I have though just finalised my will and ensured if I am gone within 5 years ( which may well happen ) the kids are 100% protected and no-one can rip them off. I created a watertight trust which ensure adequate access for costs of raising the kids and that's it. The Trustees even need to provide quarterly reports to the kids on what transactions have occurred. To prep the kids for all of this I have increased pocket money and pushed some expenses back to them to pay for. Each week they now sit down and allocate money for: all their hair products, underwear, deodorant, hair cuts etc. have gone right back to basics with this with them putting the money they budget for each into envelopes so it's a physical action they do each week.
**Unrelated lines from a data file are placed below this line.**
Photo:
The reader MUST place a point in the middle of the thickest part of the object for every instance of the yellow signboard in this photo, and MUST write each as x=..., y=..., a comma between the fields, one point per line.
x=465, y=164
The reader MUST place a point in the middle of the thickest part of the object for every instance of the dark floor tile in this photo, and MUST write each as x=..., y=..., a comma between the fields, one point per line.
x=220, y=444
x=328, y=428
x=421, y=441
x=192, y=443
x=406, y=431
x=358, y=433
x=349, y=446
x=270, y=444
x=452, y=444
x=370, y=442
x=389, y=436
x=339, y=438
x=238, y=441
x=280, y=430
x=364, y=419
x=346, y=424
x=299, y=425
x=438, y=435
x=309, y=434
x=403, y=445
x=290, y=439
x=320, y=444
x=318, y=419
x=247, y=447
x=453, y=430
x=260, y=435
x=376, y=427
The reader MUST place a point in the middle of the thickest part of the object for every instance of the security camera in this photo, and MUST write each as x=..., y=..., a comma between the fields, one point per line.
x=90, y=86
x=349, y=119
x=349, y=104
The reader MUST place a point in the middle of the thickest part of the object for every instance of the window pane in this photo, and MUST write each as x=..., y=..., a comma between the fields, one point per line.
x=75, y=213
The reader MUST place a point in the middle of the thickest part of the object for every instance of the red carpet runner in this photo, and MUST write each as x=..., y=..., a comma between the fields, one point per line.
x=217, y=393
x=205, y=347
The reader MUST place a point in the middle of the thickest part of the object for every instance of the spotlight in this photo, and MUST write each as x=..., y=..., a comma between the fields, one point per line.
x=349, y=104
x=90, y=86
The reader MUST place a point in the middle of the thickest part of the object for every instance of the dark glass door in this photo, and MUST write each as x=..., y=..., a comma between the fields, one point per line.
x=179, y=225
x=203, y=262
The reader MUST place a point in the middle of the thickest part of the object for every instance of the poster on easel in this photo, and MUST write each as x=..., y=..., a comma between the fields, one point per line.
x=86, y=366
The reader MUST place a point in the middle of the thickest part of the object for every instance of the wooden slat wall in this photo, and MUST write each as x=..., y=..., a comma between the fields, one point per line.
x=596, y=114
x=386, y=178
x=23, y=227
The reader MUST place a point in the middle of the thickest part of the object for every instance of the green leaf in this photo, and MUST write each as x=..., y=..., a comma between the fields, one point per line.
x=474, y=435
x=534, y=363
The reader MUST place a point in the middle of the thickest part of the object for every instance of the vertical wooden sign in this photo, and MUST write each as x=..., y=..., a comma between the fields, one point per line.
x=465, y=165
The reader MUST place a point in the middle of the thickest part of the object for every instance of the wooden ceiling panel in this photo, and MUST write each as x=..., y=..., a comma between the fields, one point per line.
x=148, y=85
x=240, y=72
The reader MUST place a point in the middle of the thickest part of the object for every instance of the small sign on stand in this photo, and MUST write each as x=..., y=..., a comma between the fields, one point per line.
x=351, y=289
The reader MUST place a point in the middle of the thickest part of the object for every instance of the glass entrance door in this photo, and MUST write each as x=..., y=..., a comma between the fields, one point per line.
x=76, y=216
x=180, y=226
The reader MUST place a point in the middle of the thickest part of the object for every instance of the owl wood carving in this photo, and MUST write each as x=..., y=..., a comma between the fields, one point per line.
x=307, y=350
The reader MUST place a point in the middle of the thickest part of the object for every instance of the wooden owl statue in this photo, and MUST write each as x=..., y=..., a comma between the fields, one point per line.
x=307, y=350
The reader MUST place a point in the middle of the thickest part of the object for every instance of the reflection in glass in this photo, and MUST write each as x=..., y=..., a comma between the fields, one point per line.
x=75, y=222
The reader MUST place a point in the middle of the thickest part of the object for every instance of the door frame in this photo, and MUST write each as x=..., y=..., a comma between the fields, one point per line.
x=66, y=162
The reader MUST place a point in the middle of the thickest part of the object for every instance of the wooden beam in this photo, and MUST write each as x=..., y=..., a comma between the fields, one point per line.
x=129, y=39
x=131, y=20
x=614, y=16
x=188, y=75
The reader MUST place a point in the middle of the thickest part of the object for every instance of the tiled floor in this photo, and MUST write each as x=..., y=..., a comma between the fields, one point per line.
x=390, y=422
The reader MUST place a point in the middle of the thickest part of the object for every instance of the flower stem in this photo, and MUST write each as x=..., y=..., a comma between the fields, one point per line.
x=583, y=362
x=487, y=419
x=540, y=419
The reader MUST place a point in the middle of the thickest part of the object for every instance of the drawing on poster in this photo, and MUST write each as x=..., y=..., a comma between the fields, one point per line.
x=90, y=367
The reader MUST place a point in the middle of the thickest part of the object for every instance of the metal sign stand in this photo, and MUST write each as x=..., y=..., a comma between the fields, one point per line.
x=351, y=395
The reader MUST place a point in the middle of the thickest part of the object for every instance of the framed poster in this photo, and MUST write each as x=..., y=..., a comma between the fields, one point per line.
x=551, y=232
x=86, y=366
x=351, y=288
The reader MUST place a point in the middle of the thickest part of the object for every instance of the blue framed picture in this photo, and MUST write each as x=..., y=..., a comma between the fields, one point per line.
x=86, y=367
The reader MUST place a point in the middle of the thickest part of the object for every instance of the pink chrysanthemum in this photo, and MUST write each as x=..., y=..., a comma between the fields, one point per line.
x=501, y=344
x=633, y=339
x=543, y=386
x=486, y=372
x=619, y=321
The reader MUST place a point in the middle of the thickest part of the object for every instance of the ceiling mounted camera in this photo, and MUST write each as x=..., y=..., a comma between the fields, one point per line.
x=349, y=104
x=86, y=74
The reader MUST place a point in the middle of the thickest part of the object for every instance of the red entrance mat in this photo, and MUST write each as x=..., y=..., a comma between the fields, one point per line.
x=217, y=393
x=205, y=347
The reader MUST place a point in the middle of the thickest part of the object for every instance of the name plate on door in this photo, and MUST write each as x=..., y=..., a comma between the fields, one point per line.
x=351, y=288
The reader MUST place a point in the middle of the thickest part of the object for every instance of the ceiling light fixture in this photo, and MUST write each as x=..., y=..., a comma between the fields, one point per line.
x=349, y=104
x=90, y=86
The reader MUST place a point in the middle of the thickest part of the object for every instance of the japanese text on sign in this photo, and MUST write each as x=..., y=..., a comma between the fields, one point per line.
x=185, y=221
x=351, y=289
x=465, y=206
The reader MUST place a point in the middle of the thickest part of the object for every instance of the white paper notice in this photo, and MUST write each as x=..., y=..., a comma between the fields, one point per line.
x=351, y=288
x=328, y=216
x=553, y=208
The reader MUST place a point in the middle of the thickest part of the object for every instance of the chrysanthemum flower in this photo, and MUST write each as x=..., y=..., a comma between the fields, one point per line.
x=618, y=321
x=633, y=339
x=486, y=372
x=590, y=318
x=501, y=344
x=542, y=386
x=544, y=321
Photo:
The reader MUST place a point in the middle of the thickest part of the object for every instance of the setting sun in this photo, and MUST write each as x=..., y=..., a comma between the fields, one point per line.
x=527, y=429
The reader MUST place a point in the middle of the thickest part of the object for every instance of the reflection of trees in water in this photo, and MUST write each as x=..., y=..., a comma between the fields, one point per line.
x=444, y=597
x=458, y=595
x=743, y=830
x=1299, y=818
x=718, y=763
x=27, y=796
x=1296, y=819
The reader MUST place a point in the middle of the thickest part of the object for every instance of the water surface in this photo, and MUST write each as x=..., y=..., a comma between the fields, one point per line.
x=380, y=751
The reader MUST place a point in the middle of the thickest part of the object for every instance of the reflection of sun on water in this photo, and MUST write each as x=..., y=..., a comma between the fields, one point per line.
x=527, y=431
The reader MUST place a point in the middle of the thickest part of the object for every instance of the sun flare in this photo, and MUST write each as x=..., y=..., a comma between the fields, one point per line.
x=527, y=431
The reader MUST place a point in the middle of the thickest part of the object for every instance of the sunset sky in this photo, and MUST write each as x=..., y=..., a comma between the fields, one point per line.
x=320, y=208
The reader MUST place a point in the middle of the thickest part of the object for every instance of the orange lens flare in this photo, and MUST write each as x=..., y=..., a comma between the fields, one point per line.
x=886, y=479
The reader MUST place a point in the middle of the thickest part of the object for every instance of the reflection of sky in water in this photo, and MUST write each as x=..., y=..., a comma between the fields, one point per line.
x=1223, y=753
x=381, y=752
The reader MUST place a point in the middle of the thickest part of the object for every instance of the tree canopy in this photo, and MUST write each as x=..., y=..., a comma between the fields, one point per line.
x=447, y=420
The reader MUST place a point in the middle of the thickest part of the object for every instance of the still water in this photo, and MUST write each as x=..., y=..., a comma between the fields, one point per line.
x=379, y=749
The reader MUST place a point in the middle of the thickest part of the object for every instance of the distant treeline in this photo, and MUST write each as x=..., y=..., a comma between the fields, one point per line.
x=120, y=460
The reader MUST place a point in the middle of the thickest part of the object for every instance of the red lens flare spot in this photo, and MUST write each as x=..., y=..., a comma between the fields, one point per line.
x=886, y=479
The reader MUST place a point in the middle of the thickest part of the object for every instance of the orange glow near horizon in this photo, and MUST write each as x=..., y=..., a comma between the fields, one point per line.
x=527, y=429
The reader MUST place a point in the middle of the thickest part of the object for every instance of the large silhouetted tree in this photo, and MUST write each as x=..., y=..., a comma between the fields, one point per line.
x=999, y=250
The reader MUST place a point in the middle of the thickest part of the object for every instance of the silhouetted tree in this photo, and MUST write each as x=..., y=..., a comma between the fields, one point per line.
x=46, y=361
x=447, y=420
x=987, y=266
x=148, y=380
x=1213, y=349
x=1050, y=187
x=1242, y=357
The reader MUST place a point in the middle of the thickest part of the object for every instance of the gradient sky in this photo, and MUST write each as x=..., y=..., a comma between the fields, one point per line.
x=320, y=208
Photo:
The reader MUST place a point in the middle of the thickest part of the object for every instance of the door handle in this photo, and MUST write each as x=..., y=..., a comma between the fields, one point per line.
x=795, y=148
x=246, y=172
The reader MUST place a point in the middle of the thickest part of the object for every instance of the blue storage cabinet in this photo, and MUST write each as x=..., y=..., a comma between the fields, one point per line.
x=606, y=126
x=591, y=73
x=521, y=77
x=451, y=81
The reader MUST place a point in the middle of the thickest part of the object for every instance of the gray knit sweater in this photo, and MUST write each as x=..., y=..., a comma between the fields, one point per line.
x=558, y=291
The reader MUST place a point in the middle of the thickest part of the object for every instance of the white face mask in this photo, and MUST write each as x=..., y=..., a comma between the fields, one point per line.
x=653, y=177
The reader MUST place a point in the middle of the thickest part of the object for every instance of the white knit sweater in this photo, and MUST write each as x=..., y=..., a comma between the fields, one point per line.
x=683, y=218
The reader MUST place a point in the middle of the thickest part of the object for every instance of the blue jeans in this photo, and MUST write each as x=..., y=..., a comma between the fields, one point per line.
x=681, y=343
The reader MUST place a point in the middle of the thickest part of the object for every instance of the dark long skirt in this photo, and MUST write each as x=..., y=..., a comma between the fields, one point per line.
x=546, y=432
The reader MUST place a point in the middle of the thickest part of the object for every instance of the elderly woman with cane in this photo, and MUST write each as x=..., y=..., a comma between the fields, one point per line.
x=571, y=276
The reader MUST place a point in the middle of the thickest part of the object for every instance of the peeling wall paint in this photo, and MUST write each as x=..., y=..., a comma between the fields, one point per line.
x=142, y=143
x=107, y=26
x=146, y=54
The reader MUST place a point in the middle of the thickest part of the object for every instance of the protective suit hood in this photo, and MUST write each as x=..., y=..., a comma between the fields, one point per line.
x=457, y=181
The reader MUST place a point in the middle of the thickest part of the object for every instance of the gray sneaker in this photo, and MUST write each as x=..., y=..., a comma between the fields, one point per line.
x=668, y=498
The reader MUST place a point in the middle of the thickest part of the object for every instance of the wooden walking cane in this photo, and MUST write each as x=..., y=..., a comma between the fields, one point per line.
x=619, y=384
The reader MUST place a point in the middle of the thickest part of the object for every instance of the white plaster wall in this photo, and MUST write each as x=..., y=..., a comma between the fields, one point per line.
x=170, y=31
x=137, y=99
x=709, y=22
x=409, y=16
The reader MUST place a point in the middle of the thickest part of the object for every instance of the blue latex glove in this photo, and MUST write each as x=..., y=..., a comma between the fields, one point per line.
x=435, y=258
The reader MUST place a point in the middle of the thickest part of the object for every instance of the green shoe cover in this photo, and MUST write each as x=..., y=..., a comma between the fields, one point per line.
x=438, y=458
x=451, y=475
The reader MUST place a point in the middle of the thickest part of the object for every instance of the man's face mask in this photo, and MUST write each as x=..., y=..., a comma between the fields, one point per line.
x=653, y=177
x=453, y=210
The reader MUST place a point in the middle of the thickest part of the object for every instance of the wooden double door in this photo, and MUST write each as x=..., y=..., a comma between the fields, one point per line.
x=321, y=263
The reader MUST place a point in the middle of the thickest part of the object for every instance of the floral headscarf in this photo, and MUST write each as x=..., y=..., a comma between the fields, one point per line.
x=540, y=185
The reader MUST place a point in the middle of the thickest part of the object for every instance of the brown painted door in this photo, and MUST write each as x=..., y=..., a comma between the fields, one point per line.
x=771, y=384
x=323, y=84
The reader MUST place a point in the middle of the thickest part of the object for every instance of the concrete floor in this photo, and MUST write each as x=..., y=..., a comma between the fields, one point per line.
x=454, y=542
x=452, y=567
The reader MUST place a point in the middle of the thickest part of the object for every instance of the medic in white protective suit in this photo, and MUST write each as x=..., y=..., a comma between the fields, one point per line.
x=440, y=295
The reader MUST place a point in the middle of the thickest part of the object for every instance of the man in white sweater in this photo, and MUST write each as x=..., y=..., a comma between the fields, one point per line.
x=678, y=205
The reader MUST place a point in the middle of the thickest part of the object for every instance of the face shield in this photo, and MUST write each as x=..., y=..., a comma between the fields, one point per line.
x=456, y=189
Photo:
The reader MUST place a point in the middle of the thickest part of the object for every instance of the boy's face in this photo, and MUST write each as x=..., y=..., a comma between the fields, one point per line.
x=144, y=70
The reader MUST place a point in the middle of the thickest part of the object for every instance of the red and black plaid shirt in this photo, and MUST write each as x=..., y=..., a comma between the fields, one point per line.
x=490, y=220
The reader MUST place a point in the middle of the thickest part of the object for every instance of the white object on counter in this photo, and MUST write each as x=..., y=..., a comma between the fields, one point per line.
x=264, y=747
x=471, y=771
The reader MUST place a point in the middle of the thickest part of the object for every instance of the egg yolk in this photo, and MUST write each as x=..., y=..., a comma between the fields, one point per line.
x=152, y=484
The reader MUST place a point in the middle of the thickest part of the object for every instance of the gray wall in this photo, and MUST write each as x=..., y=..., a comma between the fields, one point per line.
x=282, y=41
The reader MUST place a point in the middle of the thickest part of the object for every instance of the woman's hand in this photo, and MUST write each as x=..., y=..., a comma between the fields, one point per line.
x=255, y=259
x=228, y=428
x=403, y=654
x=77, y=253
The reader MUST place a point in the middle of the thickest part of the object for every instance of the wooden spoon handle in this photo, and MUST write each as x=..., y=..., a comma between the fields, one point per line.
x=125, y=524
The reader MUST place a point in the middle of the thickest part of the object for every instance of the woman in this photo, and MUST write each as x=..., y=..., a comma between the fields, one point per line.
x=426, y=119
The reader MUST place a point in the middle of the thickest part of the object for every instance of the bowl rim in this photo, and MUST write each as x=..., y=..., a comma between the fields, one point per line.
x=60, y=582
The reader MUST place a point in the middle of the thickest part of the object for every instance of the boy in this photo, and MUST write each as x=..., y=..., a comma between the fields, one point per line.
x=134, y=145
Once they get to 14 they can transition to back accounts.
You know it's funny... I am terrified but not for myself it's for my kids. I am just worried about how this will affect them and minimising any effects. People don't seem to understand this and think that I am worried about my treatment. They don't seem to get that I would rather they offer to help more with the kids then offer to take me to the appts etc. I can get myself there, I would rather have them offer to take the kids out for the day ................. maybe it's a mother thing.
Hey, it's not just a mother thing.
There are parents out there who neglect, even hurt their kids. (I never understood this mindset, I can't relate, I'd walk through fire for my children).
But I think the norm, when you become a parent is to put the welfare of your children in front of yourself. As a father confronted with cancer, the end-of-life aspect of it bothers me horribly, but it is not for myself. It bothers me because of the impact my death would have on my three young children.
I cannot abide this, so I will fight to my last breath. I won't submit on any level. Every day I'm here, I'll love them and do my best to be a good dad, no matter how sick I am. I'll be dragged from this world kicking and screaming.
I hope you can fight hard too, I wish you the best for your fight with cancer, and I hope your kids don't have to face the loss of another parent anytime soon.